FİLİBELİ AHMET HİLMİ

Ahmet Hilmi, 1281/1865 yılında şimdi Bulgaristan sınırları içinde kalan Polovdiv (Filibe)’de doğar. Filibe ismi M.Ö 342’de şehri bir tepe üzerinde kuran Makedonya kralı II. Filip’e dayanır. Filibe 1361’de Osmanlıların egemenliğine geçmiş ve 1878’deki Osmanlı-Rus harbine kadar yaklaşık olarak eş yüz yıl kadar Osmanlı hâkimiyetinde kalır. Filibeli Ahmet Hilmi’nin babası Şahbender (konsolos) Süleyman Bey, annesi Şevkiye hanım ‘dır.
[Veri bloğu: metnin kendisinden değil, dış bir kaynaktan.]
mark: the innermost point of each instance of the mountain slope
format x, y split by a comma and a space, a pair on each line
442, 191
Ahmet Hilmi ilk tahsilini Filibe’de yaptıktan sonra İstanbul’a gelerek Galatasaray Sultanisi’nden mezun olur. Ailesiyle birlikte bir müddet İzmir’de bulunur. Daha sonra Düyun-u Umumiye idaresine girerek memuriyet hayatına başlar (1890). Görevli olarak Beyrut’a gönderilir. Burada Jöntürkler’le ilişki kurar. Büyük ölçüde onların etkisiyle Mısır’a kaçar. Mısır’da iken Terakki-i Osmanî cemiyetine üye olur. Yine Mısır’da “Çaylak” adında bir dergi çıkarır.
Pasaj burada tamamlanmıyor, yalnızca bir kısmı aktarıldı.